Last night, I flipped on Prime Video to watch a movie and, like millions of other streamers across the world, was promptly greeted with a commercial.
Truly, this sucks.
For all intents and purposes, Prime Video is now indistinguishable from the host of free video streaming apps that populate the Roku realm—unless, of course, you want to shell out an extra $3 a month for the same exact service you just had. If you’re unwilling to pay the extra money, you’re dooming yourself to a viewing experience that isn’t wholly dissimilar from the one you get while watching Tubi. If you are willing to pay a little extra, where does it end?
I first encountered Tubi, a free streaming app with ads, a couple years ago and, for the most part, have had a pretty good experience with it. There’s a good assortment of movies and TV shows on it and, while it doesn’t have a ton of original programming or particularly high resolution (it craps out at 720p), it provides a lot of basic entertainment value and provides it for free. So, in that sense, being considered a Tubi doppelganger shouldn’t be too bad, right?
Except, for obvious reasons, Prime can now effectively be regarded as actively worse than that sort of app. Want to watch Superbad with ads? Watch it for free on Tubi. Want to watch Superbad with ads and a slightly higher pixel count? Pay $108 a year and a rental fee to watch it on Prime. What a deal!

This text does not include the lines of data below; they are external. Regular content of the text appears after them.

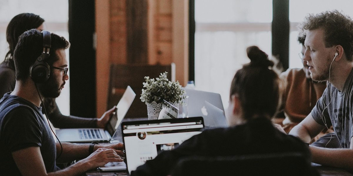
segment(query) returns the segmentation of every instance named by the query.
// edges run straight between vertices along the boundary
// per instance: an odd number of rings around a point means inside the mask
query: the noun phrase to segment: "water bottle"
[[[195,89],[195,84],[193,81],[189,81],[187,82],[187,84],[184,88],[185,89]],[[178,114],[178,118],[185,118],[187,117],[187,98],[185,98],[183,100],[183,104],[181,103],[179,105],[179,113]]]

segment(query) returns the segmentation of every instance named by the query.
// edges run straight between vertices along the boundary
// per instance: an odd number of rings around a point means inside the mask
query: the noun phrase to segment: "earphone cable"
[[[329,89],[328,89],[329,83],[330,83],[330,77],[331,76],[331,65],[332,65],[332,63],[333,63],[334,61],[335,60],[335,58],[336,58],[336,55],[335,56],[335,57],[334,57],[333,59],[332,60],[332,62],[331,62],[331,64],[330,64],[330,69],[329,69],[329,80],[328,80],[328,82],[327,83],[327,87],[326,87],[326,89],[327,89],[327,91],[326,92],[326,93],[325,94],[325,96],[326,96],[326,94],[327,94],[327,93],[328,93],[328,90],[329,90]],[[324,98],[324,96],[323,96],[323,98]],[[325,106],[325,107],[324,108],[324,110],[323,110],[322,111],[322,112],[321,113],[321,119],[322,120],[322,122],[324,122],[324,124],[325,125],[325,126],[326,126],[326,128],[327,128],[327,131],[329,131],[329,129],[328,127],[327,126],[327,123],[326,122],[326,118],[325,117],[325,116],[324,115],[324,112],[325,111],[325,109],[327,108],[328,107],[329,105],[330,105],[330,104],[331,104],[331,101],[332,101],[332,99],[331,98],[330,100],[330,102],[329,102],[329,103],[326,106]],[[330,138],[330,140],[329,140],[328,142],[327,142],[327,143],[326,143],[326,145],[325,145],[325,148],[327,146],[327,144],[328,144],[328,143],[330,142],[331,141],[331,139],[332,139],[332,133],[331,133],[331,137]]]
[[[55,136],[55,137],[56,138],[56,139],[58,139],[58,141],[59,142],[59,144],[60,144],[60,146],[61,148],[61,151],[60,152],[60,154],[59,154],[59,155],[56,157],[56,159],[58,159],[60,157],[60,156],[61,155],[61,153],[62,153],[62,145],[61,145],[61,143],[60,142],[60,140],[59,140],[59,138],[58,138],[58,137],[56,136],[56,135],[55,134],[55,133],[54,132],[54,131],[53,130],[53,128],[52,128],[52,126],[50,125],[50,123],[49,122],[49,120],[48,118],[48,114],[47,113],[47,110],[45,108],[45,106],[44,105],[44,103],[43,103],[43,101],[42,99],[42,97],[41,96],[41,94],[39,93],[39,91],[38,90],[38,88],[37,87],[37,84],[35,83],[34,84],[36,86],[36,89],[37,89],[37,92],[38,92],[38,95],[39,96],[39,98],[41,99],[41,101],[42,102],[42,104],[43,105],[43,107],[44,107],[44,111],[45,112],[46,117],[47,117],[47,120],[48,121],[48,124],[49,125],[49,127],[50,127],[50,129],[52,130],[52,132],[53,132],[53,133],[54,134],[54,136]]]

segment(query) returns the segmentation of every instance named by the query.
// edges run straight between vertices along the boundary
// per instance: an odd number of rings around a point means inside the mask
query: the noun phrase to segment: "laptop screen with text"
[[[129,172],[164,150],[170,150],[201,133],[202,117],[123,122],[122,136]]]

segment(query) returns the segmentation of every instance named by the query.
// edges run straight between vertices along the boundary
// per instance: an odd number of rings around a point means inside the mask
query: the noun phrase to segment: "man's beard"
[[[49,79],[45,83],[39,86],[39,90],[43,96],[46,98],[58,98],[61,92],[61,87],[65,84],[65,82],[59,86],[59,83],[53,78],[49,77]]]
[[[321,73],[319,73],[318,74],[316,74],[315,75],[314,75],[312,73],[310,73],[310,77],[311,77],[311,79],[314,81],[316,81],[318,82],[321,82],[326,81],[328,79],[329,77],[330,76],[330,63],[328,63],[328,64],[326,64],[326,67],[322,71]],[[317,72],[318,70],[316,70]]]

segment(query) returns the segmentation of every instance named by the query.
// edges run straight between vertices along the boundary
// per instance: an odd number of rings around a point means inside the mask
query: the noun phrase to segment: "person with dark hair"
[[[308,143],[332,126],[343,148],[310,145],[312,162],[353,170],[353,20],[336,10],[306,19],[300,33],[306,36],[303,60],[311,78],[328,84],[311,112],[289,134]]]
[[[65,50],[70,44],[65,38],[36,29],[25,32],[19,39],[13,55],[16,84],[13,92],[0,100],[0,169],[7,175],[78,175],[110,162],[122,162],[122,143],[109,145],[78,145],[56,143],[42,113],[42,98],[56,98],[68,79]],[[43,44],[50,35],[50,50]],[[49,40],[50,41],[50,40]],[[40,63],[49,71],[47,80],[39,83],[32,65]],[[43,61],[41,61],[43,62]],[[40,65],[37,64],[37,65]],[[36,66],[33,66],[36,67]],[[30,70],[31,71],[30,71]],[[45,106],[44,106],[45,109]],[[51,127],[50,127],[51,128]],[[85,158],[85,157],[86,157]],[[56,162],[82,159],[58,171]],[[50,173],[49,173],[50,172]]]
[[[44,19],[39,15],[30,13],[19,14],[10,21],[6,30],[6,39],[9,45],[9,50],[5,60],[0,64],[0,99],[6,93],[12,91],[16,82],[15,69],[13,62],[15,47],[18,41],[18,37],[25,31],[36,29],[40,31],[44,29]],[[43,101],[47,108],[47,115],[50,122],[56,128],[103,128],[115,107],[106,112],[99,119],[84,118],[73,115],[66,116],[61,114],[55,99],[47,98]],[[44,112],[43,113],[45,112]]]
[[[303,59],[306,49],[304,45],[305,40],[305,36],[298,37],[298,41],[301,44],[301,50],[299,55],[303,68],[289,69],[280,76],[285,82],[286,87],[280,106],[280,115],[276,117],[285,118],[283,125],[287,133],[310,113],[326,87],[325,82],[315,81],[310,77],[307,62]],[[312,144],[328,148],[341,148],[333,129],[326,130],[314,138]],[[332,132],[333,133],[330,134]]]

Why Amazon is doing this is the question. The reason that the company has given for its price hike is so that it can continue investing in what it calls “compelling content.” Roughly translated, Amazon is claiming that it needs more money to continue churning out original TV shows and movies, just like other streaming platforms have been wont to do over the past several years. Of course, this could just be a pretext for Amazon to further bilk its customer base. After all, that seems to be what everybody else is doing. Notably, Netflix kicked off the odious trend of adding ads and a more expensive subscription tier and has since been joined by most of the major streaming services. Much ink has already been spilled explaining how after streaming killed cable television, it is now in the process of reinventing it. The bottom line, however, is that Amazon is set to accrue billions and billions of dollars through this price hike. Truly, streamers would be best served by banding together and protesting what is just a craven cash grab by our entertainment overlords.
All of that said, Amazon’s excuse for raising everybody’s rates is sorta funny. I mean, let’s just say for a moment that the company is being honest about the whole needing-money-to-continue-creating-“compelling content” thing. Even if that’s the case, I’m not entirely sure what it’s talking about.
Like, is it talking about Reacher—the show that Forbes recently likened to a “budget network procedural with lousy, unimaginative cinematography, crappy fight scenes and bad writing”? Or is it referring to Citadel, the Russo Brothers produced spy show that Rolling Stone dubbed a “$300 million disaster”? It’s possible the company is alluding to its Wheel of Time adaptation, which RogerEbert.com has characterized as “particularly superfluous” with a “go-nowhere sensibility.” One thing’s for sure: It’s definitely talking about The Rings of Power, the ridiculously expensive LOTR show that almost nobody finished watching.
If you’ll remember, Amazon’s budget for Rings was projected to be somewhere in the neighborhood of $250 million, while the median viewing experience left TV critics saying stuff like: “The Rings of Power isn’t very good. It quite often isn’t anywhere near good.” Nobody asked Amazon to spend a quarter of a billion dollars on a show about elves. While only God knows why they did it, all I know is that I now have to suffer through Purina dog food commercials every time I want to watch There Will Be Blood.
It might be helpful if Amazon learned to stay in its lane. Indeed, if anyone from the company is interested in some free advice, here’s something to consider: The whole reason I ever watch stuff on Prime is to search out movies that aren’t on Netflix or Hulu. The great thing about Prime is that, while other streaming services have rotating or limited movie selections, it has pretty much everything. When I find the movie I want, my preference is to watch it in one high-definition, uninterrupted session, unclouded by corporate interjections. The platform’s only real advantage over a service like Tubi has been that it doesn’t have ads. Well, it didn’t.